Unincorporated community in the state of Oregon, United States

West Slope is an unincorporated suburb, neighborhood of Beaverton, Oregon, United States and a census-designated place. It is in Washington County, to the east of Cedar Hills, to the northwest of Raleigh Hills and south of U.S. Route 26. Fire protection and EMS services are provided through Tualatin Valley Fire and Rescue.

As of the 2020 census, West Slope had a population of 7,223.

In a plan agreed to by the county and Beaverton, West Slope was scheduled for annexation to Beaverton by 2010.
==Geography==
According to the United States Census Bureau, the neighborhood has a total area of 1.7 sqmi, all land.

==Education==
The majority is in the Beaverton School District 48J. A portion to the northwest is in the Portland School District 1J.

West Sylvan Middle School is located in West Slope south of U.S. Route 26. In the public school district, most children will attend either Raleigh Park Elementary, Ridgewood Elementary, or William Walker elementary schools. Middle school students will mostly enter either Whitford Middle School or Cedar Park Middle School.
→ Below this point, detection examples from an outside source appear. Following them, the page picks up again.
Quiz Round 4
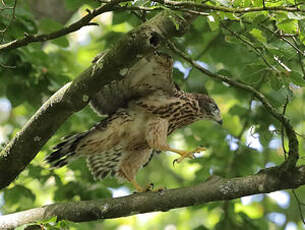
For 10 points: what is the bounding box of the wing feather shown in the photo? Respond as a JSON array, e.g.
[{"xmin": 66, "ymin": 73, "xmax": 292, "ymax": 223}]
[{"xmin": 90, "ymin": 52, "xmax": 177, "ymax": 115}]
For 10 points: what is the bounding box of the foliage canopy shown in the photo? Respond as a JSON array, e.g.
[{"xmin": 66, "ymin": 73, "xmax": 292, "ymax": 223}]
[{"xmin": 0, "ymin": 0, "xmax": 305, "ymax": 230}]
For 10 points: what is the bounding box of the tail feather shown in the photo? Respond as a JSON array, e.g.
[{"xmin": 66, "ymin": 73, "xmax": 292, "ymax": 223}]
[{"xmin": 45, "ymin": 132, "xmax": 88, "ymax": 168}]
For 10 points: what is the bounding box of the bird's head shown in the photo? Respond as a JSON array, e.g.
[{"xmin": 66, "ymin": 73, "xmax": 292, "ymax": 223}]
[{"xmin": 196, "ymin": 94, "xmax": 222, "ymax": 125}]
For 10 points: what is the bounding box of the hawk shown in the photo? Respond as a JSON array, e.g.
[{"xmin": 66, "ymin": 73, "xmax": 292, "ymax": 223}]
[{"xmin": 46, "ymin": 53, "xmax": 222, "ymax": 192}]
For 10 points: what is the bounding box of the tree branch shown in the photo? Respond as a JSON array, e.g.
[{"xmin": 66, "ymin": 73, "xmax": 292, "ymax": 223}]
[
  {"xmin": 168, "ymin": 42, "xmax": 299, "ymax": 170},
  {"xmin": 0, "ymin": 0, "xmax": 128, "ymax": 52},
  {"xmin": 0, "ymin": 12, "xmax": 194, "ymax": 189},
  {"xmin": 0, "ymin": 166, "xmax": 305, "ymax": 228},
  {"xmin": 153, "ymin": 0, "xmax": 305, "ymax": 14}
]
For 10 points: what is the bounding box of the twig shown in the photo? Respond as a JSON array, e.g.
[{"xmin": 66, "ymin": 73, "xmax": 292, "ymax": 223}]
[
  {"xmin": 0, "ymin": 0, "xmax": 129, "ymax": 52},
  {"xmin": 281, "ymin": 97, "xmax": 289, "ymax": 160},
  {"xmin": 292, "ymin": 37, "xmax": 305, "ymax": 80},
  {"xmin": 168, "ymin": 41, "xmax": 299, "ymax": 171},
  {"xmin": 221, "ymin": 23, "xmax": 280, "ymax": 72},
  {"xmin": 0, "ymin": 63, "xmax": 16, "ymax": 69},
  {"xmin": 0, "ymin": 0, "xmax": 17, "ymax": 42}
]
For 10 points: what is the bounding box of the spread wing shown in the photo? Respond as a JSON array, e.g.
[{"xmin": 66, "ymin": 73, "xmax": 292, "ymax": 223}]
[{"xmin": 90, "ymin": 53, "xmax": 176, "ymax": 114}]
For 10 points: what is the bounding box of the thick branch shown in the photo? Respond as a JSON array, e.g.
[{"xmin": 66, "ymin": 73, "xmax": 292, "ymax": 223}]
[
  {"xmin": 0, "ymin": 166, "xmax": 305, "ymax": 228},
  {"xmin": 154, "ymin": 0, "xmax": 305, "ymax": 14},
  {"xmin": 168, "ymin": 42, "xmax": 299, "ymax": 170},
  {"xmin": 0, "ymin": 0, "xmax": 127, "ymax": 52},
  {"xmin": 0, "ymin": 12, "xmax": 193, "ymax": 189}
]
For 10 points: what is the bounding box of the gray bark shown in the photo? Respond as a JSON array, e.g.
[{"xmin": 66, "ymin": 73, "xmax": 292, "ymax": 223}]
[
  {"xmin": 0, "ymin": 12, "xmax": 194, "ymax": 189},
  {"xmin": 0, "ymin": 166, "xmax": 305, "ymax": 228}
]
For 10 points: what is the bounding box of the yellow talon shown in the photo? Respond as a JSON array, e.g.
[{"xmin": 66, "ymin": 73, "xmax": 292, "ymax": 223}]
[{"xmin": 173, "ymin": 147, "xmax": 206, "ymax": 166}]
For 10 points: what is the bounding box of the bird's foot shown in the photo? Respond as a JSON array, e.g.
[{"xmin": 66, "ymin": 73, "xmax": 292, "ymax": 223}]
[{"xmin": 173, "ymin": 147, "xmax": 206, "ymax": 166}]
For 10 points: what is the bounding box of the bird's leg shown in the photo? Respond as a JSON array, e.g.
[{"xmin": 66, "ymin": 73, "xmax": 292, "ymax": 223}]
[
  {"xmin": 128, "ymin": 179, "xmax": 147, "ymax": 192},
  {"xmin": 162, "ymin": 146, "xmax": 206, "ymax": 164},
  {"xmin": 120, "ymin": 170, "xmax": 153, "ymax": 192},
  {"xmin": 145, "ymin": 118, "xmax": 206, "ymax": 164}
]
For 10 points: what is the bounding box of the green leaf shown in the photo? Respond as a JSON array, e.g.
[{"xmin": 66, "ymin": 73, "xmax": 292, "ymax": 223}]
[
  {"xmin": 51, "ymin": 37, "xmax": 69, "ymax": 48},
  {"xmin": 288, "ymin": 70, "xmax": 305, "ymax": 87},
  {"xmin": 250, "ymin": 28, "xmax": 267, "ymax": 43},
  {"xmin": 277, "ymin": 19, "xmax": 299, "ymax": 34},
  {"xmin": 4, "ymin": 185, "xmax": 35, "ymax": 205},
  {"xmin": 208, "ymin": 14, "xmax": 219, "ymax": 31}
]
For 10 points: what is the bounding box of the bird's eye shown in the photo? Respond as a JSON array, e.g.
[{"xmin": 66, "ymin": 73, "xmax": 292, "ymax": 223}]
[{"xmin": 210, "ymin": 104, "xmax": 217, "ymax": 111}]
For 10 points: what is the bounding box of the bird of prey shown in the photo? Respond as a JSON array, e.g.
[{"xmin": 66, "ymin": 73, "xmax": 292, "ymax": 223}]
[{"xmin": 46, "ymin": 53, "xmax": 222, "ymax": 192}]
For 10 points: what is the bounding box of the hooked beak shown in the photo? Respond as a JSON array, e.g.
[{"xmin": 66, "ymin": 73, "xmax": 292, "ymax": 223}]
[{"xmin": 217, "ymin": 119, "xmax": 223, "ymax": 125}]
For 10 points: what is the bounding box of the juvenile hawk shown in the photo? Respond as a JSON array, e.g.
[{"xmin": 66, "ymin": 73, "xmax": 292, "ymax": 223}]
[{"xmin": 46, "ymin": 53, "xmax": 222, "ymax": 191}]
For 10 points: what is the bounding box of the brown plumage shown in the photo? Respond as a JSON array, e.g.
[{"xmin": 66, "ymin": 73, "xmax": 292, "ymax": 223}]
[{"xmin": 46, "ymin": 54, "xmax": 221, "ymax": 191}]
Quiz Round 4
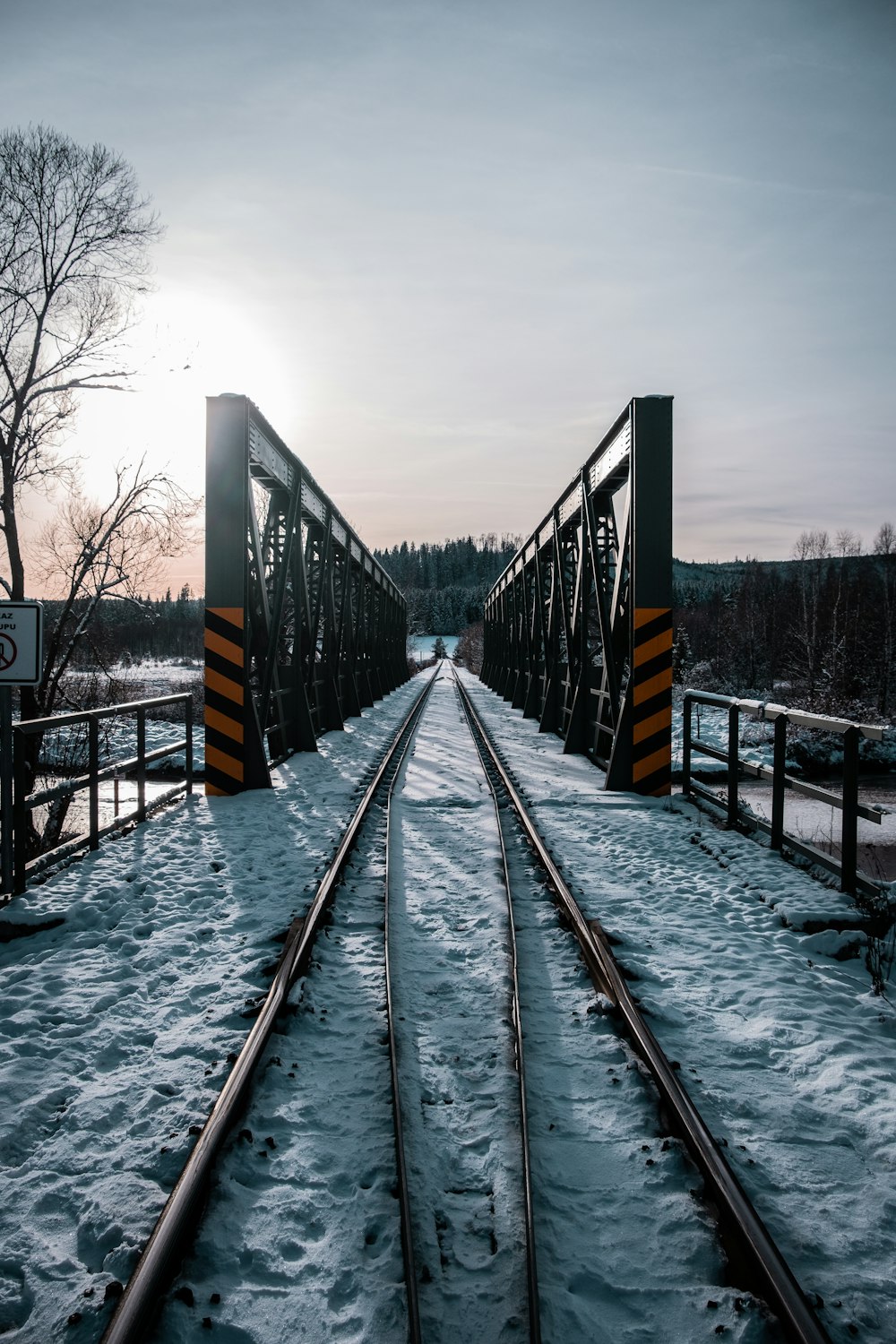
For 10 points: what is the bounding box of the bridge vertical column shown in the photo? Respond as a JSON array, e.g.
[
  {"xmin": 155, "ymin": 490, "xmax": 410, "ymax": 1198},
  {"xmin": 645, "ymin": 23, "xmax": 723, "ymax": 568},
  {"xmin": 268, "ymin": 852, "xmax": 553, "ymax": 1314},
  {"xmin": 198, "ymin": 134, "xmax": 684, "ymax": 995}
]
[
  {"xmin": 205, "ymin": 397, "xmax": 270, "ymax": 795},
  {"xmin": 607, "ymin": 397, "xmax": 672, "ymax": 795}
]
High school students will typically attend Beaverton High School.

==Demographics==

As of the census of 2000, there were 6,442 people, 2,873 households, and 1,643 families residing in the neighborhood. The population density was 3,727.1 PD/sqmi. There were 3,057 housing units at an average density of 1,768.7 /sqmi. The racial makeup of the neighborhood was 88.70% White, 4.30% Asian, 1.44% African American, 0.70% Native American, 0.16% Pacific Islander, 2.22% from other races, and 2.48% from two or more races. Hispanic or Latino of any race were 4.77% of the population.

There were 2,873 households, out of which 26.2% had children under the age of 18 living with them, 45.9% were married couples living together, 7.8% had a female householder with no husband present, and 42.8% were non-families. 32.1% of all households were made up of individuals, and 8.4% had someone living alone who was 65 years of age or older. The average household size was 2.22 and the average family size was 2.85.

In the neighborhood the population was spread out, with 21.2% under the age of 18, 8.5% from 18 to 24, 30.8% from 25 to 44, 25.9% from 45 to 64, and 13.6% who were 65 years of age or older. The median age was 39 years. For every 100 females, there were 95.8 males. For every 100 females age 18 and over, there were 95.8 males.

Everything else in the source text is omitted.